The story also has a brisker pace, which is befitting the borderline raunchy story. One Hour with You seems to argue that a little infidelity can do a marriage good. Here Chevalier is a monogamous and happily married doctor to MacDonald’s socialite. In breezes their friends, the unhappily married Roland Young and Genevieve Tobin. Tobin’s sets her sights on seducing Chevalier away from her best girlfriend while Chevalier’s good friend Charles Ruggles wants to steal MacDonald away from him.

The bones are all there for a grand ol’ time, but the semi-operetta quality of the film never quite takes off. One could easily remove all the musical numbers, change them to dialogue, and lose nothing in the process. And the insistence on having Chevalier break the fourth wall to address the audience just reminds me of how much charm is required to pull something like that off but is entirely absent here. It does not help that Chevalier does some weird baby-talk at times in-between his “ho ho ho” vocal tics.

MacDonald and Tobin completely outclass their male counterparts throughout so the sexual congress and bed swapping never feels as entirely carefree and/or fraught as it should. What exactly about Chevalier draws in Tobin? Is it just the forbidden fruit quality? We can clearly see and understand just what about her character is so enticing and why an hour with her would seem incredibly tempting.

Still, it is an overall delightful and funny experience. A modest stepdown from The Smiling Lieutenant and about on par with The Love Parade. Lubitsch would follow this up with two of his most liberated, complicated, and engrossing movies about the complications of romantic triangles and sex, Trouble in Paradise and Design for Living.

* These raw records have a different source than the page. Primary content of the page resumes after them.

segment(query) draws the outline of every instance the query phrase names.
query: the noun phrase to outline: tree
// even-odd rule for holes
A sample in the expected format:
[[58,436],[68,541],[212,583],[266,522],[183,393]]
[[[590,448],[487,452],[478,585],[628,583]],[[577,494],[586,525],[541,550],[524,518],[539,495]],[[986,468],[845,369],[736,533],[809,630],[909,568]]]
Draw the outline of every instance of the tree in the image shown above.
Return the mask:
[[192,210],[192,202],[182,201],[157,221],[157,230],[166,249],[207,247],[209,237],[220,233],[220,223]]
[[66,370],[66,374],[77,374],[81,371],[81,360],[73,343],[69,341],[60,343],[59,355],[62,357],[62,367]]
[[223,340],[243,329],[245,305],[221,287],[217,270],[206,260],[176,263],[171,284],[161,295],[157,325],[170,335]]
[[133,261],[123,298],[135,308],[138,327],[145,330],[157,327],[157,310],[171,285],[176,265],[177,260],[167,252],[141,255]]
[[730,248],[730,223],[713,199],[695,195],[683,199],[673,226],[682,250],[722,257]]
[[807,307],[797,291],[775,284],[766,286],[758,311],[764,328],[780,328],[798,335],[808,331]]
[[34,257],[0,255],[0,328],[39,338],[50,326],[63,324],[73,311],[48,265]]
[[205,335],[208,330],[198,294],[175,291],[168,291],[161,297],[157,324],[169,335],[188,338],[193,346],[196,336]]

Lubitsch returned to the musical in 1934 with an English language adaptation of Franz Lehár’s operetta, The Merry Widow. Coincidentally and despite being a reunion of Lubitsch/Chevalier/MacDonald, that is the only film not available in this collection. I assume this one was not included in the set because the previous films were all made at Paramount and The Merry Widow was an MGM production. Damn shame as The Merry Widow is the best musical film Lubitsch ever made. But what can you do with home video rights issues? 

What emerges from this is watching a masterful director transition between continents, technology, and styles with ease. Lubitsch was one of the few European imports to maneuver the various changes in the industry that found the likes of Erich von Stroheim and Victor Sjöström discarded as tastes and advancements changed.

While the Academy was never smart enough to outright award him, they were smart enough to give him an Honorary Academy Award in March 1947. While presenting the award, director Mervyn LeRoy dubbed him “a master of innuendo” and went on to say, “he had an adult mind and a hatred of saying things the obvious way.” As smart an assessment of the man as any I could make. In one of those ghoulish twists that sometimes happens when that awards body finally gives a stellar individual their due, Lubitsch died later that year of a heart attack.

His style and artistry remain and endure. After all, upon the event of his funeral directors William Wyler and Billy Wilder were said to have a famous back-and-forth about him. Wyler is reported to have said, “no more Lubitsch,” to which Wilder replied, “worse than that. No more Lubitsch pictures.” It is the kind of verbal banter that wouldn’t have been out-of-place in one of his films. If these titans of the industry in their own right revered and honored the man and his work, then it says something about their merit.

This set of four films is a nice primer to start if you have never seen his work. Then move on to the other Lubitsch films in the Criterion Collection: Design for Living, Trouble in Paradise, To Be or Not to Be, Heaven Can Wait, and Cluny Brown. Each and every single one of them a perfect jewel of a film.